Spatial verification approaches as a tool to evaluate the performance of high resolution precipitation forecasts

2017 
Abstract The spatial resolution of Numerical Weather Prediction (NWP) models has increased significantly in recent years. While high-resolution models are able to produce more detailed precipitation structures, their true benefit lies in more realistic statistics rather than the information provided for a specific grid point. Unfortunately, NWP model verification using traditional grid-point-by-grid-point methods has not managed to keep pace due to the limited amount of point observations available in comparable resolution. Spatial verification methods represent a possible solution since they reward closeness or resemblance by relaxing the requirement for exact matches between the forecast and observations. An intense convective event in the Mediterranean region is used as a test case to analyze the forecasting performance of the Consortium for Small-scale Modeling model (COSMO) at two different resolutions. Satellite estimates of precipitation are used as ground truth.

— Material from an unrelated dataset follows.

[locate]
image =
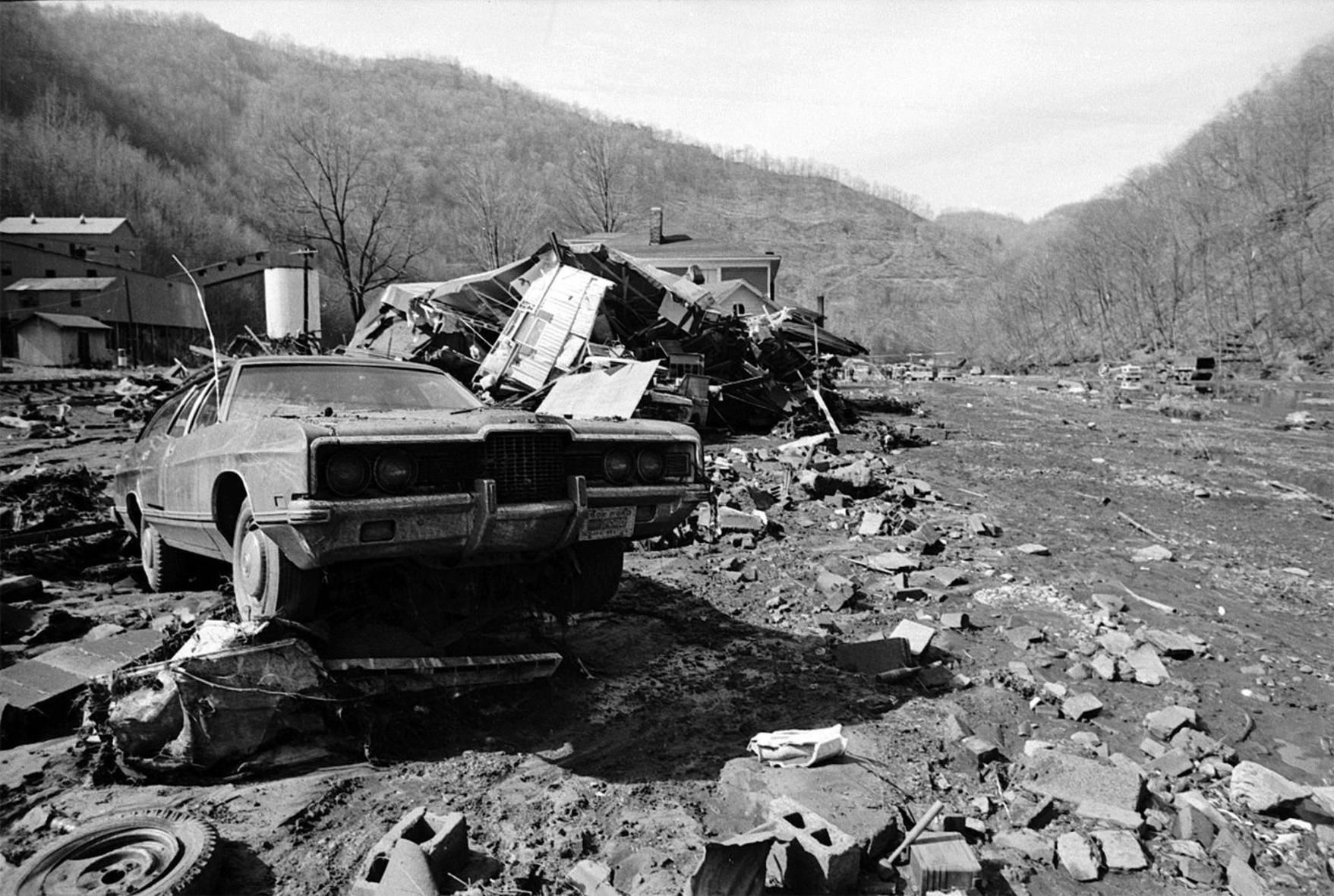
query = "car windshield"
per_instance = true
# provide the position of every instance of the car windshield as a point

The precipitation forecasts are assessed using various spatial methods and averaging techniques, each of which provides distinctly useful information on model performance. The results from this particular test case indicate that a neighbourhood verification framework as well as the use of the Structure, Amplitude and Location (SAL) index, which belongs to the object-based methods, can identify the scales and precipitation thresholds at which the fine resolution configuration (COSMO-GR3) provides more accurate forecasts than the coarser resolution configuration (COSMO-GR7) and is therefore worth the additional computational burden. Additional insight is gained by comparing the results of various spatial methods with traditional verification metrics based on point observations. Finally, it is demonstrated that the interpolation method used in the adaptation of data at various scales can, in some cases, influence verification results as much as model resolution.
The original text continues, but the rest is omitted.